Note: CodeRabbit is an incremental review system and does not re-review already reviewed commits. This command is applicable only when automatic reviews are paused.

[coderabbitai]

Actionable comments posted: 0

🧹 Nitpick comments (2)

.github/workflows/build_and_deploy.yml (2)

16-28: Consider not exposing secrets as environment variables.

Line 28 exposes APPWRITE_PROJECT_ID as an environment variable from secrets. While GitHub Actions automatically redacts known secrets in logs, best practice is to pass secrets directly to steps that need them rather than storing them in environment variables, reducing the risk of accidental exposure through logs, artifacts, or subprocesses.

Since this value is already used in the build step (line 83), consider passing it inline there instead of exposing it as an environment variable.

---

93-100: Consider extracting hardcoded package name to environment variable.

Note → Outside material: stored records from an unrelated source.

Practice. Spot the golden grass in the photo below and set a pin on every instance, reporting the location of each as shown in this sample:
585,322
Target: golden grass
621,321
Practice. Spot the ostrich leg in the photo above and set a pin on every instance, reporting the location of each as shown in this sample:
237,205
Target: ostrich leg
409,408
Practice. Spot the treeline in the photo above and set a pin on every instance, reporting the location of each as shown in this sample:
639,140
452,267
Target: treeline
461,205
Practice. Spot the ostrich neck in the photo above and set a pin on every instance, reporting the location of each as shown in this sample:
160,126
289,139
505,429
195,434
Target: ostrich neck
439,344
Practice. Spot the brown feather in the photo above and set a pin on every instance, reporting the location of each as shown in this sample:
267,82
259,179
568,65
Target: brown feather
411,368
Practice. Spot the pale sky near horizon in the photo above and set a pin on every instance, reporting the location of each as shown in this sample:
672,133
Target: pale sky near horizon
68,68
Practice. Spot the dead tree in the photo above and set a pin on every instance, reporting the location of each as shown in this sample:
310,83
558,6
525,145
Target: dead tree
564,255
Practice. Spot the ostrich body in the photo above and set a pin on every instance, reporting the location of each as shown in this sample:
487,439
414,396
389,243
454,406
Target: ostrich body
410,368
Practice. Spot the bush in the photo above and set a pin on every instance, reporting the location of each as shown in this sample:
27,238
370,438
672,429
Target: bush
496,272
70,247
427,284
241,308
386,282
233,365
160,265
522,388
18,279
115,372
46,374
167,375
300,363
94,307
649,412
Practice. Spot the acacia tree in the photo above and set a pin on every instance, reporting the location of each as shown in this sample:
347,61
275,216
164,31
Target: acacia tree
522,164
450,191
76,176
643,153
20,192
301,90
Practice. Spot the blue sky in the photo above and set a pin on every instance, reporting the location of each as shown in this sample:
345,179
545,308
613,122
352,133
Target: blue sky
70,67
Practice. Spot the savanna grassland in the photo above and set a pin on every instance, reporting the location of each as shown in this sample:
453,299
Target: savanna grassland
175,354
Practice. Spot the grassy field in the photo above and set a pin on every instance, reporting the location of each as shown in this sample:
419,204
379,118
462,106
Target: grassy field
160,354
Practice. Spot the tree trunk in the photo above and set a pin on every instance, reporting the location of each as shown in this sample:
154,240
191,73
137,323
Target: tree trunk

The package name com.resonate.resonate is hardcoded in the Play Store deployment step. For maintainability and to prevent inconsistencies, consider moving this to an environment variable at the top of the workflow (similar to how AAB_PATH and other paths are defined).

This makes future package name changes easier and ensures consistency across the workflow.

# Add to env section (after line 27):
PACKAGE_NAME: com.resonate.resonate

  - name: Deploy to Play Store (Internal testing)
    uses: r0adkll/upload-google-play@v1
    with:
      serviceAccountJson: ${{ env.SERVICE_ACCOUNT_PATH }}
-     packageName: com.resonate.resonate
+     packageName: ${{ env.PACKAGE_NAME }}
      releaseFiles: ${{ env.AAB_PATH }}
      track: internal

📜 Review details

Configuration used: CodeRabbit UI

Review profile: CHILL

Plan: Pro

📥 Commits

Reviewing files that changed from the base of the PR and between 0666a86 and 093f778.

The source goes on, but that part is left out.